Hasil seminar kemudian diekspos pers. Di antaranya dalam majalah forum keadilan. Hasil seminar
yang dianggap menyudutkan pemda jawa barat ini kemudian direspons balik. Pemda jawa barat
mengadakan seminar tentang hasil kajian beppeda. Jawa barat bertempatan di hotel santika,
tanggal 22 maret 2000. Selain para akademisi, dan unsur-unsur masyarakat bandung, diundang
pula para tokoh bakor PPB dan juga mahasiswa banten. Tidak jauh dari dugaan, hasil kajian
tersebut mendapat serangan keras terutama dari para tokoh banten dan juga pada akademisi.
Sejarawan nina H. Lubis meminta agar hasil kajian yang dimanipulasi tersebut direvisi atau nama
sejarawan tersebut dikeluarkan dari tim pengkaji, karena ia merasa namanya dimanfaankan untuk
kepentingan politis. Akhirnya bappeda memutuskan untuk merevisi hasil kajian tersebut dan
pelaksannaan diserahkan kepada LPM unpad, ITB dan untirta.

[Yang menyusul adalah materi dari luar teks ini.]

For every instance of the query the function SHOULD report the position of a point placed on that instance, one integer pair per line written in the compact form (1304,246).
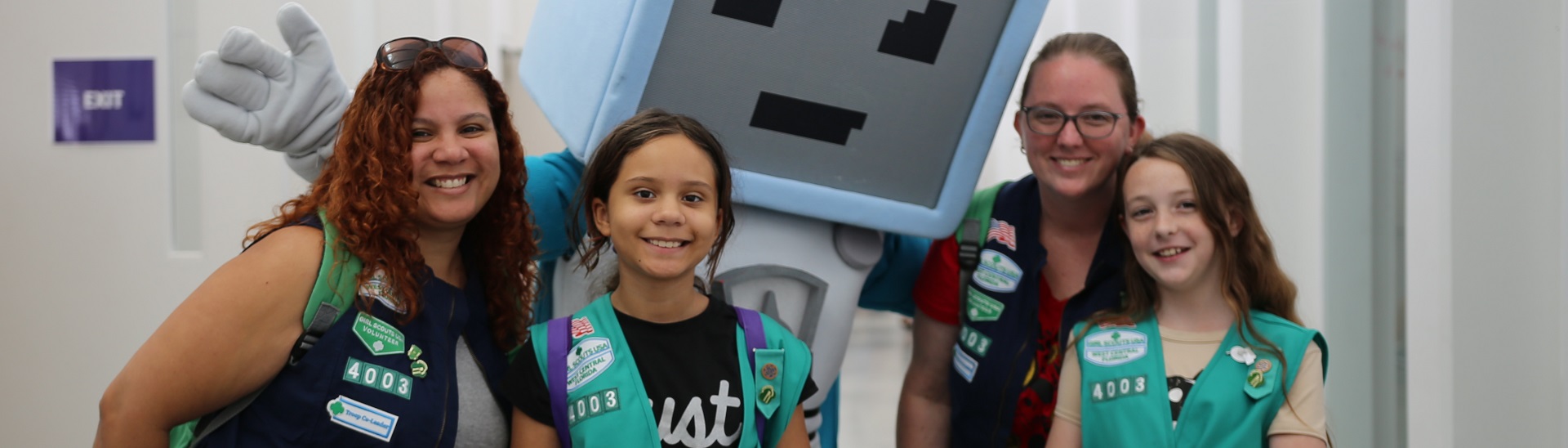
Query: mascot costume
(857,131)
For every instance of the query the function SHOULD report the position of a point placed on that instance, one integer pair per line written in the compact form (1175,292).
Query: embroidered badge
(1114,388)
(380,337)
(378,378)
(998,272)
(591,406)
(1116,347)
(1004,233)
(964,364)
(361,417)
(419,368)
(1263,365)
(767,393)
(581,327)
(974,340)
(587,361)
(380,288)
(982,308)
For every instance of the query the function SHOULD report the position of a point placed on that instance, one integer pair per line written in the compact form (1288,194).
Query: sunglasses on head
(400,54)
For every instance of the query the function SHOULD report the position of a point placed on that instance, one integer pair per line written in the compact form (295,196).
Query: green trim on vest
(1125,400)
(336,284)
(632,422)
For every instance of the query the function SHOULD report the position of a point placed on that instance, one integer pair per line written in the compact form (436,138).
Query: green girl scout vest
(1125,396)
(604,395)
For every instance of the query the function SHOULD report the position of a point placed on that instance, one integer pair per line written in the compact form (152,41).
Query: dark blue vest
(294,407)
(995,351)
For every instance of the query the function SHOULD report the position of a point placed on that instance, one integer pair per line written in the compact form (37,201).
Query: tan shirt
(1186,356)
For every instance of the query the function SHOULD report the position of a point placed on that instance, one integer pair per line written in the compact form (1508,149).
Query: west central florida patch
(1116,347)
(998,272)
(587,361)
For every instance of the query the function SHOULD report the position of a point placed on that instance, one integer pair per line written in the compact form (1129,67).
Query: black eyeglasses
(400,54)
(1051,122)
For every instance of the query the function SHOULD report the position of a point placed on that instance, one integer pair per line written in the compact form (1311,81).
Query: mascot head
(875,112)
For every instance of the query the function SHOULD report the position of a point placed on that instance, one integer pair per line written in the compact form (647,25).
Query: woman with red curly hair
(412,197)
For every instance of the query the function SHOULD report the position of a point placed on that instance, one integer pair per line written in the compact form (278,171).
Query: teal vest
(1125,396)
(608,405)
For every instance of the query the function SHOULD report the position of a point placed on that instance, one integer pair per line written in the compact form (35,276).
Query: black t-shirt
(688,368)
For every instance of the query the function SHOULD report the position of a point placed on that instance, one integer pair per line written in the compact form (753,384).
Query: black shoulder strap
(969,238)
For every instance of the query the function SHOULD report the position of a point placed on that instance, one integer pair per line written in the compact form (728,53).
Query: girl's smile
(662,211)
(1165,225)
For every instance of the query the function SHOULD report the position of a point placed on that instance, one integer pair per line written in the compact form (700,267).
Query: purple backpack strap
(559,335)
(751,325)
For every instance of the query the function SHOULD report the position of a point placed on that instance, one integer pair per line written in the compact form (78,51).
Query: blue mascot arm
(552,183)
(891,284)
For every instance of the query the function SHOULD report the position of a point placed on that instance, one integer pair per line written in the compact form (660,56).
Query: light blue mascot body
(857,131)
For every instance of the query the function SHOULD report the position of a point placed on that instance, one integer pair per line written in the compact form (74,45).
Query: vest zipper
(451,379)
(1000,414)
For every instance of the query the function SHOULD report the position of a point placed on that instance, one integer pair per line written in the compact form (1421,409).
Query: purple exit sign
(104,101)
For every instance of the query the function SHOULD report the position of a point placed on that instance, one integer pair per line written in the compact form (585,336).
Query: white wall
(1486,224)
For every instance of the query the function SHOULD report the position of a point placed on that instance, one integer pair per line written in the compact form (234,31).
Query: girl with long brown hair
(1208,338)
(421,197)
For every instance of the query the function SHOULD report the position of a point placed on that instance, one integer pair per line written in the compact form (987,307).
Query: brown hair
(368,192)
(1094,46)
(606,165)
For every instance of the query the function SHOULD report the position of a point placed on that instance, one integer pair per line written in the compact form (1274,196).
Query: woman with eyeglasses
(373,308)
(988,346)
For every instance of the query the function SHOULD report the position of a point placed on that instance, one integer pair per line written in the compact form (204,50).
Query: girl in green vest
(1206,349)
(657,362)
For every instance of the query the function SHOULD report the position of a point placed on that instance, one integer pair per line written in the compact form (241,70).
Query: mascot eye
(920,37)
(755,11)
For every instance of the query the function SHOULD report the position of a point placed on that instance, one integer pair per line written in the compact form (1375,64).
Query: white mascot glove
(287,102)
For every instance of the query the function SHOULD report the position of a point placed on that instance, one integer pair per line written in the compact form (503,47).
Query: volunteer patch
(964,365)
(1116,347)
(982,308)
(380,337)
(591,406)
(974,342)
(1114,388)
(581,327)
(998,272)
(361,417)
(587,361)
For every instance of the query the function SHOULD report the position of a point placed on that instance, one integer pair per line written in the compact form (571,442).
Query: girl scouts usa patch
(587,361)
(1116,347)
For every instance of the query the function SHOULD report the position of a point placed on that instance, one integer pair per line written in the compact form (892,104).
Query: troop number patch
(1114,388)
(378,378)
(591,406)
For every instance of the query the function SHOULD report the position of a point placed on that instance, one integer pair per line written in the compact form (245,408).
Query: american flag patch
(581,327)
(1004,233)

Tanpa menunggu revisi hasil kajian bappeda, proses di DPR RI bergulir terus. Pada waktu itu DPR
merencanakan, pembicaraan tingkat IV dapat dilaksanakan pada tanggal 30 maret 2000, tetapi
pembicaraan itu terpaksa ditunda, mengingat bahwa untuk dapat memenuhi persyaratan
sebagaimana diatur oleh undang-undang tersebut diperlukan waktu dan langkah-langkah yang
tidak bertentangan dengan peraturan perundang-undangan, lebih-lebih pada waktu itu belum
terbentuk DPOD sebagaimana dipersyaratkan pasal 5 (1) UU No. 22/1999. DPOD yang berperan
dalam merekomendasikan layak/tidaknya suatu daerah jadi provinsi, beranggotakan
mendagri/otda, menteri keuangan, mnteri pertahanan, menteri PAN, tim pakar dibidang ilmu
social, ekonomi, politik dan kebudayaan serta gubernur dan pejabat daerah yang ditunjuk.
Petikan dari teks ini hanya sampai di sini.